NL Salvini calls Turin's Egyptian Museum racist

Egyptian figures displayed in the Egyptian Museum of Turin

ROME - An effort by the Egyptian Museum of Turin to assist in the integration of 50,000 Arabic Italians in the region has led to associations of racism by the Northern League.

 The museum launched a campaign offering Arabic speakers 2 for 1 tickets into the museum when they present an Arabic identification. ‘It is partially a strategy of audience development,’ explained the press office, a sentiment expanded on by the director Christian Greco, who said ‘(Turin is a city that) has the fortune to keep a very important collection, and can not forget the country from which it comes.’

 Whatever the thinking behind the promotion, the words “reserved for Arabic speakers” have rubbed some locals the wrong way. Secretary of the Northern League Matteo Salvini called the situation ‘crazy!’ and ‘racism against the Italians’ on Facebook.

 The national leader of the Brothers of Italy party, a right wing splinter of Silvio Berlusconi’s party, Giorgia Meloni chimed in on Facebook: ‘It's an insane thing to promote. Pay a ticket and get two if you have an Arab identity card it says in adverts all over buses and trams, in Arabic and without translation, with a veiled woman and a man behind her smiling. Don’t forget that the Egyptian museum in Turin takes public subsidies, it is financed with the money of the Italians, and among the five members of the Board there is an exponent designated by the City of Turin, one from the Piedmont Region and the president appointed directly by the Ministry of Cultural Heritage.’

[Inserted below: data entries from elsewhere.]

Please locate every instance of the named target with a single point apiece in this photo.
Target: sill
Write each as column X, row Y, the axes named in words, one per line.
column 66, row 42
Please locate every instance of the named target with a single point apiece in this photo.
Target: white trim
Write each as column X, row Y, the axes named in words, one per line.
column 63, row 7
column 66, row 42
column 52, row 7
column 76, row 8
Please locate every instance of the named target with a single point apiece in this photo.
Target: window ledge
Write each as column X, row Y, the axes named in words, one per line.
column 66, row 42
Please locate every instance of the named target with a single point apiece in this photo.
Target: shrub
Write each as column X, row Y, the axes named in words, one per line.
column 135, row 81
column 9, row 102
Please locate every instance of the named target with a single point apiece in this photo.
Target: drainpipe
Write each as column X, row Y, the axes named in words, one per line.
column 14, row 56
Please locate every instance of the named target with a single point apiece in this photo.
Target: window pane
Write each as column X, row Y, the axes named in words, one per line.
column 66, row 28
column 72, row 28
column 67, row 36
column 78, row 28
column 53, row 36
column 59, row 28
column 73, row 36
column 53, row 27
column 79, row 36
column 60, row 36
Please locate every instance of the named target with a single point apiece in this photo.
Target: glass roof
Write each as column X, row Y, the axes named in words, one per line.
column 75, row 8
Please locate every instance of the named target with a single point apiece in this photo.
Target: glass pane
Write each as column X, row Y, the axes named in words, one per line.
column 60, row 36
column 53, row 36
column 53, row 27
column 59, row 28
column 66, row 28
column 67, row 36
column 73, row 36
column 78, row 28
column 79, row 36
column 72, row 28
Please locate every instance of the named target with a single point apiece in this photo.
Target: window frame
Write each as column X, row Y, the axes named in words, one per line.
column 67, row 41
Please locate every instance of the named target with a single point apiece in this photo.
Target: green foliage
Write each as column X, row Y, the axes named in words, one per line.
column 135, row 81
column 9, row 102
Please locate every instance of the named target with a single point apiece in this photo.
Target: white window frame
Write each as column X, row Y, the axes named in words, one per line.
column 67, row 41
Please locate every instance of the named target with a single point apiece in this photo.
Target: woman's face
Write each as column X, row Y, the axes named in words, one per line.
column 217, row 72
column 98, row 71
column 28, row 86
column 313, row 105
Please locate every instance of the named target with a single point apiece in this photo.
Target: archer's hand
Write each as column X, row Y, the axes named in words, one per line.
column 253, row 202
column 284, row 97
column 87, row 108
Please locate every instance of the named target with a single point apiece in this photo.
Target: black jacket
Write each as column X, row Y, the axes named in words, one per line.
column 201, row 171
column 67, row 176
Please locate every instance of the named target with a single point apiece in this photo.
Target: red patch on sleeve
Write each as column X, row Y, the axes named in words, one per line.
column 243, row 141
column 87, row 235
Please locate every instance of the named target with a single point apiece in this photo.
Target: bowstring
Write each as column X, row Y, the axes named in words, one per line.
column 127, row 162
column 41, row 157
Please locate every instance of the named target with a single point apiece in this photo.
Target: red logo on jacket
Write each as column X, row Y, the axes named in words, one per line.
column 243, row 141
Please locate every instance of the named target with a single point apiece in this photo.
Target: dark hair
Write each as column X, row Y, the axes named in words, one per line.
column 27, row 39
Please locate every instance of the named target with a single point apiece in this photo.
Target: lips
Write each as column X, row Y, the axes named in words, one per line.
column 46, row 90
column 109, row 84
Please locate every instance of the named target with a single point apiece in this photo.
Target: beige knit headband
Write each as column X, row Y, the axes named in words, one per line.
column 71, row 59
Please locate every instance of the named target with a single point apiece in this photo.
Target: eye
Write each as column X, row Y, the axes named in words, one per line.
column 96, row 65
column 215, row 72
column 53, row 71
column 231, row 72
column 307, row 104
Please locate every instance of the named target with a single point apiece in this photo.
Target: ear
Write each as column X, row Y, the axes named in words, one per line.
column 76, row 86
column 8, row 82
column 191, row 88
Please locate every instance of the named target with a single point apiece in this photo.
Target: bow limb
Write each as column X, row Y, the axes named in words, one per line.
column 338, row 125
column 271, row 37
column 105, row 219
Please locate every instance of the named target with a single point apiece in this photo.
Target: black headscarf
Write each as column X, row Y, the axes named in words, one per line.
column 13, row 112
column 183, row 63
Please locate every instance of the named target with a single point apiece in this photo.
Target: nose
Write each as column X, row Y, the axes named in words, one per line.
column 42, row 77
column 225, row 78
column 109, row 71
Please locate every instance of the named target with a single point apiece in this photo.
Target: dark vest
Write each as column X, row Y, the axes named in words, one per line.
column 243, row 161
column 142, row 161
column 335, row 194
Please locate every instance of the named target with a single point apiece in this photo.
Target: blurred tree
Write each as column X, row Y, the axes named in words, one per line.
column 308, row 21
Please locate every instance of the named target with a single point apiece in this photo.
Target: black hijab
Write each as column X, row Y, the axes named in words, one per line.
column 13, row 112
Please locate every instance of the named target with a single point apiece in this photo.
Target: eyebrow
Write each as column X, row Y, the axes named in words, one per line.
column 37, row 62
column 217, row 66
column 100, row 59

 The Egyptian Museum has tried to calm down the outraged right-wing parties with the reminder that ‘as for “public money,” there is no problem because the Museum is self-financing with its own tickets.’ They continued, ‘it is not discrimination, we also do campaigns in English on media addressed to the Anglo-Saxon world and openings at discounted prices on some days for everyone …the veiled woman has been chosen because it is more recognizable and "symbolic" (they are the majority).’